Introduction to Oracle Cluster Health Monitor (CHM)

Source: Internet
Author: User
Tags mrtg

Oracle Cluster Health Monitor (CHM)IntroductionOverview

Cluster Health Monitor( CHM) is an Oracle -provided tool for automating the collection of operating system resources (CPU, memory, The use of SWAP, process,I/O, and network, etc.). the CHM collects data once per second.

These system resource data are for diagnosing the node reboots of the cluster system, Hang, instance eviction (eviction), performance issues, etc. are very helpful. In addition, users can use CHM to detect some problems such as high system load, memory anomalies and so on, so as to avoid more serious problems.

The CHM is automatically installed in the following software:

11.2.0.2 and later versions of Oraclegrid Infrastructure for Linux ( not including Linux Itanium) ,Solaris (Sparc and x86-64)

11.2.0.3 and later Oraclegrid Infrastructure for AIX , windows ( not including Windows Itanium).

in the cluster, the following command can be used to view the status of the CHM corresponding resource (ORA.CRF):

$ crsctl Stat res-t-init

[Email protected] bin]#/crsctl stat resora.crf-init

Name=ora.crf

Type=ora.crf.type

Target=online

State=online on TESTRAC2

The CHM consists mainly of two services:

1). System Monitor Service (osysmond): This service runs on all nodes,Osysmond sends the resource usage of each node to cluster logger service , the latter will receive and save information from all nodes to The CHM database .

$ps-ef|grep Osysmond
Root 7984 1 0jun05? 01:16:14/u01/app/11.2.0/grid/bin/osysmond.bin

2). Cluster Logger Service (ologgerd): In a cluster,Ologgerdthere will be a host point(master), there is also a standby node(standby).
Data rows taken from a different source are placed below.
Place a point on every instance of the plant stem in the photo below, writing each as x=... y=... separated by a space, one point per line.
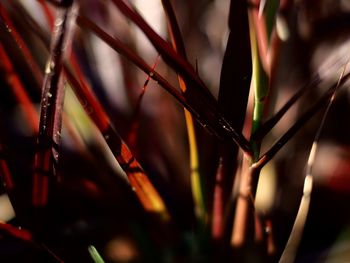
x=208 y=116
x=178 y=44
x=51 y=110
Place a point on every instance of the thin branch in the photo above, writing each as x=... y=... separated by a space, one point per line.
x=269 y=124
x=22 y=46
x=144 y=189
x=51 y=109
x=207 y=115
x=290 y=250
x=179 y=46
x=265 y=158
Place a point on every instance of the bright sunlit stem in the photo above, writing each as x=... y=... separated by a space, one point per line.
x=96 y=257
x=197 y=193
x=259 y=82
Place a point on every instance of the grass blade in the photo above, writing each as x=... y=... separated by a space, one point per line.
x=51 y=109
x=178 y=44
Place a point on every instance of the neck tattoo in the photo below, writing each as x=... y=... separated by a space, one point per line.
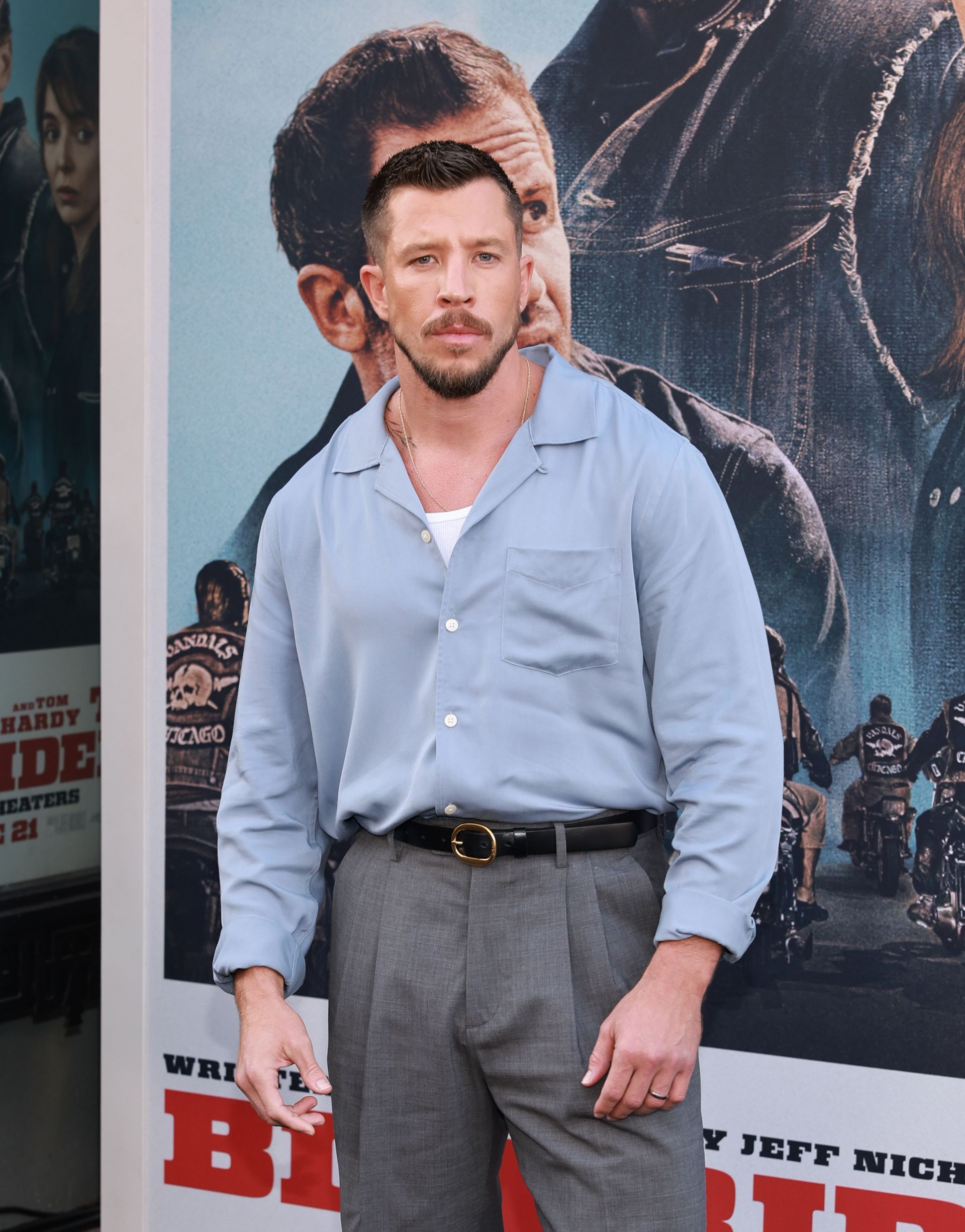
x=426 y=488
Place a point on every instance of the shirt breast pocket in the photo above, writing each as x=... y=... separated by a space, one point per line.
x=561 y=609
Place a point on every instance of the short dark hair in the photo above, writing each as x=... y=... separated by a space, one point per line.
x=439 y=166
x=397 y=78
x=70 y=67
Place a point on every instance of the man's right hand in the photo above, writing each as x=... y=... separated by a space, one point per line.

WhenOloggerdafter the current node encounters a problem that cannot be started, it is enabled on the standby node.

Master Node:
$ ps-ef|grep Ologgerd
Root 8257 1 0jun05? 00:38:26/u01/app/11.2.0/grid/bin/ologgerd-m-D/U01/APP/11.2.0/GRID/CRF/DB/RAC2

Standby node:
$ ps-ef|grep Ologgerd
Root 8353 1 0jun05? 00:18:47/u01/app/11.2.0/grid/bin/ologgerd-m Rac2-r-D
/u01/app/11.2.0/grid/crf/db/rac1

CHM Repository: Used to store collected data, which, by default, exists in theGrid Infrastructure Homeunder , you need1 GBof disk space, each node consumes about0.5GBof space. You can useOclumonto adjust its storage path and the amount of space allowed(You can save up to3Days of data).

View current Settings

The following command is used to view its current settings:
$ Oclumon Manage-get Reppath
CHM Repository Path =/u01/app/11.2.0/grid/crf/db/rac2
Done

$ Oclumon Manage-get repsize
CHM Repository Size = 68082 <==== Unit is seconds
Done
Modify settings

To Modify a path:

$ Oclumon Manage-repos Reploc/shared/oracle/chm
Modify Size:

$ Oclumon manage-repos Resize 68083 <== between 3600 ( hours ) to 259200 (3 days )
RAC1-Retention Check Successful
New retention is 68083 and would use1073750609 bytes of disk space
Crs-9115-cluster Health Monitor repositorysize Change completed on all nodes.
Done

GetCHMmethods of the generated data

1. one is to use grid_home/bin/diagcollection.pl:
1). First, determine the primary node of the Clusterlogger service:
$ Oclumon Manage-getmaster
Master = Rac2

2).withRootidentity on the master nodeRac2execute the following command:
#/bin/diagcollection.pl-collect-chmos-incidenttime Inc_time-incidentduration Duration
Inc_timeis the time to start getting data, in the formMM/DD/YYYY24HH:MM:SS, durationrefers to the amount of data that is obtained after the start time.

For example:#diagcollection. pl-collect-crshome/u01/app/11.2.0/grid-chmoshome/u01/app/11.2.0/grid-chmos-incidenttime06/15/ 201215:30:00-incidentduration 00:05

3).after running this command,Chmthe data is generated in the fileChmosData_rac2_20120615_1537.tar.gz.

2.another way to getChmThe method for generating the data isOclumon:
$oclumon Dumpnodeview [[-allnodes] | [-N Node1 Node2] [-last "duration"] | [-S "time_stamp"-E "time_stamp"] [-V] [-warning]] [-h]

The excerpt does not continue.